February 24, 2021
At approximately 12:15 p.m. every day except Sundays in the Ashbury household, we pause to enjoy a very strange musical interlude. Because I’m anal and I live to categorize, I have dubbed this interlude “The Lament of the Left Behind Puppy”, and it is a musical movement in two parts.
Those of you who’ve read these essays of mine know that we are the parents to two dogs. The pups are fifteen months old, a boy and a girl, and are the progeny of our late, beloved Mr. Tuffy. Each day, David walks the dogs. He always takes Missy Dawg for the first puppy walk of the day. He does this every day except Sunday, weather permitting, and has done so for just about a year, now.
Once Daddy and Missy are out the door, Bear performs the first part of this musical movement, since he is, of course, the first puppy that is left behind. He’s a soprano, unusual for a male dog, but not for one of his…we’ll call it diminutive stature (he’s a bit over 5 pounds). He ably leads the other four dogs who are also not walking with his daddy in a magnificent chorus of mournful howls and yips, reminiscent of coyotes—musical key of which is not known because while I have a good musical ear, I am not musically trained.
The second part of the movement is performed by Missy Dawg, once her daddy betrays her by taking her brother for a walk without her. Now, Missy has been laboring under the false impression that her daddy is her daddy, and no other dog’s. This is, of course, a big lie. Not as musically gifted as her brother, Missy nonetheless enthusiastically embraces her solo performance with passion and devotion, giving a series of yips and barks apparently deeply felt and relentlessly non-stop, that only the most musically talented ear could possibly interpret. And when her daddy finally comes home, she lets Bear know that he was a bad, bad brother for absconding with her daddy. Every. Single. Day. (Except Sundays).
As you can well imagine, The Lament of the Left Behind Puppy effectively marks the end of my productive work period. Any ideas or inspiration that had been lurking on the periphery of my mind to that point are, I guarantee you, gone, gone, gone, once that lament begins. As is, I believe, a tiny little bit of my ability to hear.
That’s not to say, of course, that noon hour is the only time that the dogs make sufficient noise to wake the dead. If one of them barks, the others usually follow suit. And the truth of the matter is that Missy is often the one who quite…well, mindlessly gets the yipping ball rolling.
Missy will bark at anything, real or imagined. I say imagined because it seems to us that she might just possess the ability to see ghosts. We’ve often seen her barking at a space where there is no one that we can see for her to bark at. But she clearly can (see someone or something, that is), and it’s always a puzzle to us.
This sometimes happens during my allotted work time to the point that I have to get up from my chair, leave the office and track down the offending little yipper. Missy sees me coming, knows she’s not supposed to make such a cacophony, and immediately rolls over and offers her belly for a rub. I figure that’s her version of an apology.

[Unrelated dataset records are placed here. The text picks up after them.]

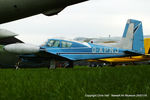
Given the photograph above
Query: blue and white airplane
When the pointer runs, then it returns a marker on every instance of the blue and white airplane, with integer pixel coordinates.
(132, 43)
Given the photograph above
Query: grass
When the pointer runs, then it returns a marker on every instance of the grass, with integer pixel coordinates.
(73, 84)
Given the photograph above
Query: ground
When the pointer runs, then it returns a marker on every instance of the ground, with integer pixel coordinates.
(75, 84)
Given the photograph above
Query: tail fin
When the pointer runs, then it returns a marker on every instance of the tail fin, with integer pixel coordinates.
(147, 45)
(133, 36)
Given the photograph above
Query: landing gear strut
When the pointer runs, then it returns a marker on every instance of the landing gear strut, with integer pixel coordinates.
(18, 63)
(52, 64)
(70, 64)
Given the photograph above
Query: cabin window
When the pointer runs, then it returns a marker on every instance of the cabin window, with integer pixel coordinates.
(66, 44)
(54, 43)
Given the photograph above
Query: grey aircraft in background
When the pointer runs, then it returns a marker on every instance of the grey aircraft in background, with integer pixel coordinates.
(11, 10)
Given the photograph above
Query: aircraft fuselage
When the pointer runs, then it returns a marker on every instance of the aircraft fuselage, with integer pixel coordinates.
(16, 9)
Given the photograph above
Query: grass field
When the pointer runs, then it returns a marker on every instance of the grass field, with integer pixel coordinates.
(73, 84)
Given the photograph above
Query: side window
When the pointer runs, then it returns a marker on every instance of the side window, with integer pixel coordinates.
(56, 44)
(51, 43)
(69, 44)
(66, 44)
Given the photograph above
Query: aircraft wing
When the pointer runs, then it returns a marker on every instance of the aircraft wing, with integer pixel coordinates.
(53, 11)
(7, 37)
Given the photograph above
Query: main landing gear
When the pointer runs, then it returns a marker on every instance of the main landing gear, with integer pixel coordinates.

And of course, that performance of cuteness has no bearing whatsoever on whether or not she does it again as soon as I leave her sight and return to my office.
Because she always does it again.
Too be fair, there are also many days when those hours from when I get up until noon pass very quickly, and quietly. There are many days when I don’t even know the dogs are here, so immersed in their sleep are they. I have come to the conclusion that is the saving grace of all small dogs. They appear to require a great deal of sleep.
On days that find me heading into the living room more than three times to wag my finger at a dog, I finally will stop and tap David on the shoulder.
You see, he has his office in a corner of the living room. On any given day or time except, of course, walk time, he might be writing, or he might be composing an email, or, most usually, he’s fallen down a YouTube hole and having a good time. Doing the first two activities, he will not be wearing his headphones, but he will if he’s “tubing”.
And I have to alert him to get him to help with keeping the dogs from giving us a 6 doggie unscheduled cacophony because, of course, he’s very hard of hearing.
Or perhaps he’s just more talented at keeping out distractions than I am. To my mind, and the bottom line, it’s probably a matter of either/or.